A Langevin sampling algorithm inspired by the Adam optimizer
Benedict Leimkuhler, René Lohmann, Peter Whalley
TL;DR
We address the challenge of efficiently sampling from the canonical density $\pi_{\beta}(x) \propto \exp(-\beta U(x))$ in high dimensions by introducing SamAdams, an adaptive-stepsize Langevin framework that augments the phase space with an auxiliary variable $\zeta$ and employs a Sundman time transformation $dt=\psi(\zeta)\,d\tau$. The dynamics are driven by an Adam-inspired monitor function $g$ that yields a moving-average control over the step size $\Delta t=\psi(\zeta)\Delta\tau$, while reweighting via $\psi(\zeta)$ recovers canonical expectations; the method is discretized with a splitting scheme (ZBAOABZ) and has provable weak convergence of order $O(\Delta\tau^2)$. Empirically, SamAdams improves stability and exploration speed across diverse problems, from asymmetric double wells and Neal's funnel to MNIST-based Bayesian neural networks, often allowing substantially larger mean stepsizes than fixed-step schemes without sacrificing accuracy. The framework is modular, compatible with existing fixed-step integrators, and poised to impact large-scale Bayesian inference and machine learning by reducing tuning effort and improving robustness in complex loss landscapes.
Abstract
We present a framework for adaptive-stepsize MCMC sampling based on time-rescaled Langevin dynamics, in which the stepsize variation is dynamically driven by an additional degree of freedom. Our approach augments the phase space by an additional variable which in turn defines a time reparameterization.
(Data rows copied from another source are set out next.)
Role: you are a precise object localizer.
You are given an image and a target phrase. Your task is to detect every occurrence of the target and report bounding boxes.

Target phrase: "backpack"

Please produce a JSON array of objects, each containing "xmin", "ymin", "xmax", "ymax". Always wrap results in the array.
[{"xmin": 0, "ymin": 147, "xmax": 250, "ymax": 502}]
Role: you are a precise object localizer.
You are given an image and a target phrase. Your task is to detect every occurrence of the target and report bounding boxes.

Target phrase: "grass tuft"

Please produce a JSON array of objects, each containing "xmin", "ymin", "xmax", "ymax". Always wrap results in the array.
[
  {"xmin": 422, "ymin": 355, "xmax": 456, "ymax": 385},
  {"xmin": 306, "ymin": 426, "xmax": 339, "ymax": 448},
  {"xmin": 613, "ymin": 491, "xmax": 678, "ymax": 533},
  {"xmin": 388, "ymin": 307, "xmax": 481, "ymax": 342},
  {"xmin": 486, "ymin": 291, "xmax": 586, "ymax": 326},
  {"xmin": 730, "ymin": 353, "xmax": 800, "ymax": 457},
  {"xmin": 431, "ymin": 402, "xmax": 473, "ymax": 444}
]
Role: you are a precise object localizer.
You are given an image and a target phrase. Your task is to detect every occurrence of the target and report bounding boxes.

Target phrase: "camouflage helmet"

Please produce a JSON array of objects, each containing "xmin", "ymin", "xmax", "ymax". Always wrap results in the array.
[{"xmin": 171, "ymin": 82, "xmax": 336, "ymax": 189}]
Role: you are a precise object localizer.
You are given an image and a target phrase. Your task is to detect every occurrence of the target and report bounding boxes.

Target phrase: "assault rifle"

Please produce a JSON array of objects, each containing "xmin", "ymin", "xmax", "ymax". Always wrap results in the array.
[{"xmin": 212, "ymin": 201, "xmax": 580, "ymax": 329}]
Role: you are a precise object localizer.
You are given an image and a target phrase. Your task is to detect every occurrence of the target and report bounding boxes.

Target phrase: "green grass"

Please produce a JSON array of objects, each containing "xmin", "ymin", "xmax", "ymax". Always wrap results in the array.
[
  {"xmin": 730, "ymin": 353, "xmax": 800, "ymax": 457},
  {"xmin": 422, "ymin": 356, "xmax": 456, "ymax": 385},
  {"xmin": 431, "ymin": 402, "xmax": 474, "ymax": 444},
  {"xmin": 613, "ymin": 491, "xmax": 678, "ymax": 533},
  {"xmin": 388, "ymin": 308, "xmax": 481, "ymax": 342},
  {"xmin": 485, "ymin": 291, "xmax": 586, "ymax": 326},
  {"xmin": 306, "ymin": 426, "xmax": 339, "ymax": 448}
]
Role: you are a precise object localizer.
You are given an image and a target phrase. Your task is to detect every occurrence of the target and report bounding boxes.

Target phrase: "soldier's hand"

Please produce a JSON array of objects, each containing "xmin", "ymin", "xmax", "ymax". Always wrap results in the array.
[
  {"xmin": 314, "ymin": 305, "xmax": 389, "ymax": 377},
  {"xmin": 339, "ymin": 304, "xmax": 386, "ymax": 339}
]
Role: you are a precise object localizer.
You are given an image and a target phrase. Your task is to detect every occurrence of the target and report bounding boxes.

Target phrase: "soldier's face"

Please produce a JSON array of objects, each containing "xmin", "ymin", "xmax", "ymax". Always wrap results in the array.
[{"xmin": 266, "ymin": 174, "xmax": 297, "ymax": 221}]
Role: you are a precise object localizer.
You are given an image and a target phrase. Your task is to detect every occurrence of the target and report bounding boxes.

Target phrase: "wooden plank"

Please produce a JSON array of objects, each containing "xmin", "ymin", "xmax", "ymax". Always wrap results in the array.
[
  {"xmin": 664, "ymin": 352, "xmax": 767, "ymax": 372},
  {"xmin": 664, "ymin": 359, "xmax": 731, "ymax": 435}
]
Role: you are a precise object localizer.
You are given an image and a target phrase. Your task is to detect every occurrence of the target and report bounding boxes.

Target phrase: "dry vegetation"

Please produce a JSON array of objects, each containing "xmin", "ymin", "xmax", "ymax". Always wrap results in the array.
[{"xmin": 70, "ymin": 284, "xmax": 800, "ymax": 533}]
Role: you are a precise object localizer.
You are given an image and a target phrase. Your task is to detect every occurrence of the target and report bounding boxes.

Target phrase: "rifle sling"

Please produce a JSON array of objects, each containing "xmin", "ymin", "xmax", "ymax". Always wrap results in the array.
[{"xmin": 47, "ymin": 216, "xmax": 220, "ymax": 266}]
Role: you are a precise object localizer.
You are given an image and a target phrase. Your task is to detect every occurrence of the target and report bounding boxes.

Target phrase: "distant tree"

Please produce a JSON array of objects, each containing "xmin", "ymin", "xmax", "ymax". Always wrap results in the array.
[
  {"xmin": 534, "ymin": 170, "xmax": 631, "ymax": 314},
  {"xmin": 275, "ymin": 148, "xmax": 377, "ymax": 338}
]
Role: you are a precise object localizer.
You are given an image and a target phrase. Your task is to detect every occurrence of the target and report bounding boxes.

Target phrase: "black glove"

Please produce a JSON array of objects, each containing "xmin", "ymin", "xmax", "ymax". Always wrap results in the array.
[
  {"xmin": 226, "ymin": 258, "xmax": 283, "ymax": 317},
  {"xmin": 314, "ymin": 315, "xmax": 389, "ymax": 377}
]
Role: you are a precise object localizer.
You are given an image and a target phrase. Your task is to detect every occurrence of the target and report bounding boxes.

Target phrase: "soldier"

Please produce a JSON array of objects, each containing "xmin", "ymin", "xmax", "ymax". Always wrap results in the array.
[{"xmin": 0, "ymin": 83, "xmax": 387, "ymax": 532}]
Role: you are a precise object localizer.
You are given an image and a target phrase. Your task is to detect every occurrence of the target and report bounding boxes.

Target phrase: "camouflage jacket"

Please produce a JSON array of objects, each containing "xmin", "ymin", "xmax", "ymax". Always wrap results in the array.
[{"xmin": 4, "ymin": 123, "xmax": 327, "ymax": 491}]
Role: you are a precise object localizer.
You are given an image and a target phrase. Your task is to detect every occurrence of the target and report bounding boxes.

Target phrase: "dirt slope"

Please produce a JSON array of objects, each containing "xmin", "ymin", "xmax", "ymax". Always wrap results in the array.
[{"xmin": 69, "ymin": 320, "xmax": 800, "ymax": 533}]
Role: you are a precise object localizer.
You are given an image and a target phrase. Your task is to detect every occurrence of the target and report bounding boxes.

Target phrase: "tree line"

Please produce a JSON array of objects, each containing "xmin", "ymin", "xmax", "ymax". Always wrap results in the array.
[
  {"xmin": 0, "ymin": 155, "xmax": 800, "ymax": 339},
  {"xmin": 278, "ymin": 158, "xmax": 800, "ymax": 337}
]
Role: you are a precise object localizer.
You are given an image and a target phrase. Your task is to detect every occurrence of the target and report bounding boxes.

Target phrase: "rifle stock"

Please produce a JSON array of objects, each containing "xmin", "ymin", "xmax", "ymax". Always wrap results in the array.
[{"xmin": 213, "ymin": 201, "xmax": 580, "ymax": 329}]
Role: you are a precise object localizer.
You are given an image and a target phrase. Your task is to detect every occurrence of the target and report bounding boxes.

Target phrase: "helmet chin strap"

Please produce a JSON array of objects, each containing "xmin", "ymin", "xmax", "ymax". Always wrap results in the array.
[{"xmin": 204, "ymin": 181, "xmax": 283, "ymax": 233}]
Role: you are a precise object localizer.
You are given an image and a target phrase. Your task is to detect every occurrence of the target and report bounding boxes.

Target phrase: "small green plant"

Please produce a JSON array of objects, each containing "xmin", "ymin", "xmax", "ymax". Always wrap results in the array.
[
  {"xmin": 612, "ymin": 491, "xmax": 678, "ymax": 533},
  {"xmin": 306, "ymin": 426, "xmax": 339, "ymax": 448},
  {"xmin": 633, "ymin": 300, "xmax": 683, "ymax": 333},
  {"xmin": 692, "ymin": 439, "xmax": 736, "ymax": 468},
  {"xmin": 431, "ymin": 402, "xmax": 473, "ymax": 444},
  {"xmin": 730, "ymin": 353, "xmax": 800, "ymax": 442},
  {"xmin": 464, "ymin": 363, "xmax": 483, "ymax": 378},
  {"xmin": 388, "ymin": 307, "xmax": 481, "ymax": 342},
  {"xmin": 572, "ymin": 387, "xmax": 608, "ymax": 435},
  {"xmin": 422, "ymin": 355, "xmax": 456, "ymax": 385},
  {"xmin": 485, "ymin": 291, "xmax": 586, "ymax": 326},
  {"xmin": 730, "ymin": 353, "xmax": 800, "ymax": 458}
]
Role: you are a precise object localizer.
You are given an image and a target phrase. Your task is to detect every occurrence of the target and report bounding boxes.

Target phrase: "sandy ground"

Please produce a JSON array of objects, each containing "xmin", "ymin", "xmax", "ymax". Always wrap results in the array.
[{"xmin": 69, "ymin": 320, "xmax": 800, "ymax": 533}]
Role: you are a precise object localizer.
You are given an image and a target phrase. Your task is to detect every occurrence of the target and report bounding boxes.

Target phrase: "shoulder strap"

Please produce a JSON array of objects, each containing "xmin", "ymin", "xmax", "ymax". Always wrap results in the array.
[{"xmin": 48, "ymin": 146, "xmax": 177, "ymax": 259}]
The use of an auxiliary relaxation equation allows accumulation of a moving average of a local monitor function and provides for precise control of the timestep while circumventing the need to modify the drift term in the physical system. Our algorithm is straightforward to implement and can be readily combined with any off-the-peg fixed-stepsize Langevin integrator. As a particular example, we consider control of the stepsize by monitoring the norm of the log-posterior gradient, which takes inspiration from the Adam optimizer, the stepsize being automatically reduced in regions of steep change of the log posterior and increased on plateaus, improving numerical stability and convergence speed. As in Adam, the stepsize variation depends on the recent history of the gradient norm, which enhances stability and improves accuracy compared to more immediate control approaches. We demonstrate the potential benefit of this method--both in accuracy and in stability--in numerical experiments including Neal's funnel and a Bayesian neural network for classification of MNIST data.